In February 2015, she was enrolled in a clinical trial sponsored by the HonorHealth Research Institute, (HRI) and the Translational Genomics Research Institute (TGen) for 25 patients with Stage 4 pancreatic cancer who had had no previous treatment for advanced disease. The pilot study included a combination of three chemotherapy drugs that had not been combined before to treat pancreatic cancer. After just nine weeks, Saundra’s scan showed dramatic improvement. Over time, her tumors continued to shrink and her tumor marker—one way doctors and researchers assess the extent of a particular cancer—normalized.

Now, she has what’s called “stable” disease, with the tumor marker still in the normal range and a few tiny spots on her pancreas and liver that show no evidence of being active. “The hope is to keep me alive long enough to find a cure,” she said. She said her medical oncologist, Erkut Borazanci, M.D., clinical investigator at HRI and medical director of the institute’s Early Cancer Detection Program, told her the longer she can hold on, the more treatment options she might have.

The results of that study are truly encouraging, said Gayle Jameson, R.N., MSN, ACNP-BC, principal investigator of this study, a nurse practitioner and associate investigator with HRI. She explained that 71 percent of patients “experienced a favorable disease response.” Of the 24 patients who the research team was able to evaluate in the study, two had what’s called a “complete response,” meaning they had no evidence of disease when they had their best response to treatment.

Another 15 patients, like Saundra, had what’s called a “partial response”—a reduction by at least 30 percent in the size of their tumors and a falling tumor marker. Four patients experienced no change in their disease and three experienced an advancement (called “progression”) of the cancer.

The three drugs administered in combination are nab-paclitaxel, gemcitabine and cisplatin (nab-paclitaxel plus gemcitabine already is FDA-approved for treatment of advanced pancreatic cancer). Research has shown that tumor cells like those in pancreatic cancer possess DNA repair problems, so they may be highly sensitive to the drug cisplatin.

Plans are underway to possibly expand this trial to include an additional 75 patients at multiple sites across the country.

Building on this three-drug foundation, a new study is underway at HRI, adding a synthetic Vitamin D and an immunotherapy drug called nivolumab (whose brand name is Opdivo) to the triplet. “We’re hopeful this ‘grand slam’ of treatment may show even more dramatic results,” Jameson said.

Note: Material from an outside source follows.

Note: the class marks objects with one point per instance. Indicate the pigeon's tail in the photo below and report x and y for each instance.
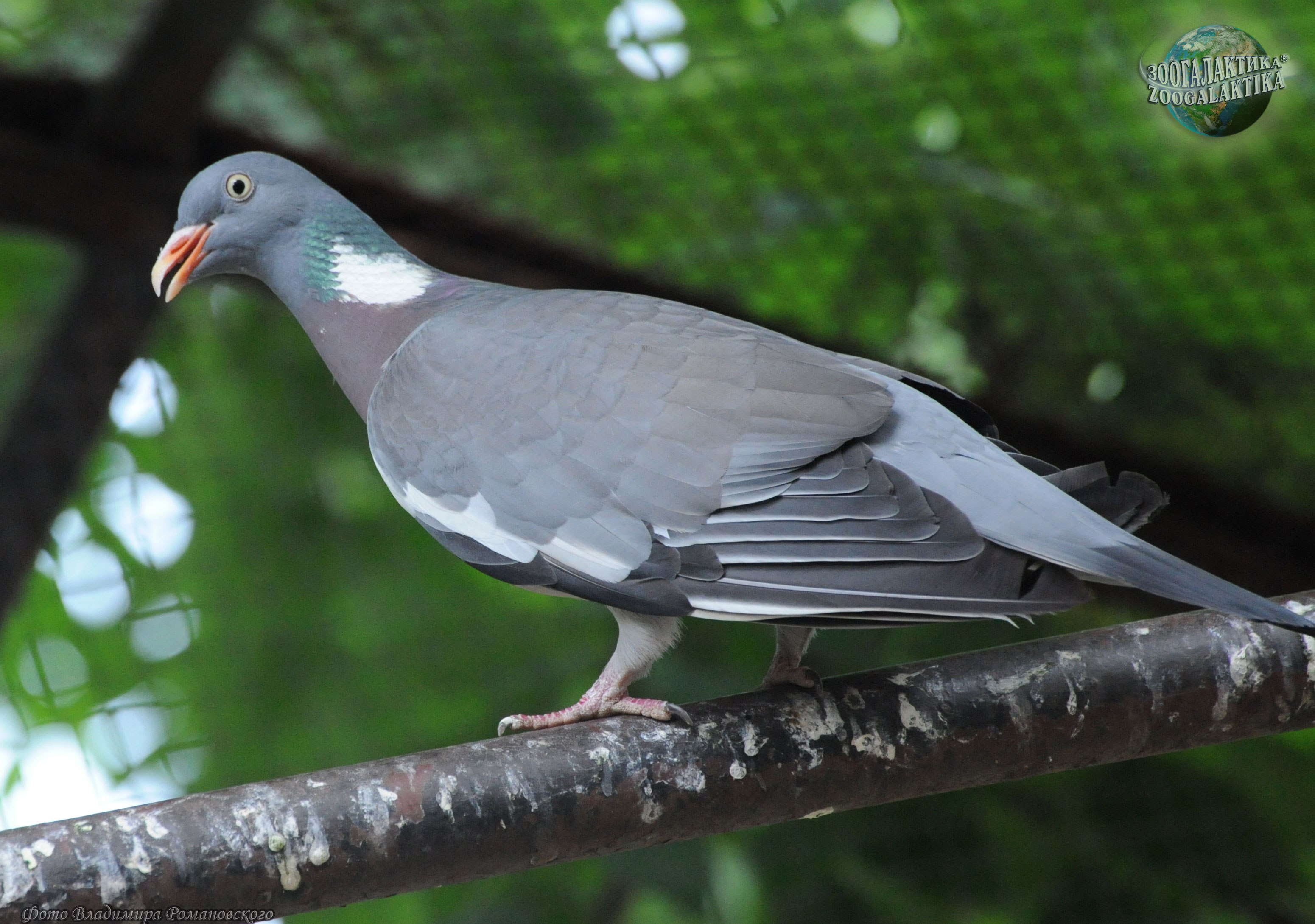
(1146, 567)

Read More Information on Saundra’s Clinical Trial

A Mission To Help Others

In the meantime, Saundra DeMey-Forrest wants to let the world know that “stage 4 pancreatic cancer is not a death sentence, especially when you can be helped by HonorHealth and TGen.” She also wants to tell the Seena Magowitz Foundation how honored she was that she had been invited to speak during the weekend of the 15th
Annual Seena Magowitz Golf Classic, a fundraising event that was held in Boston August 26, 27, and 28, 2017. “I pray every night that I can help someone else,” she said. “I think God has a plan for me. I am not a public speaker but I’m so honored to be asked and at the very least, I can pay it forward.”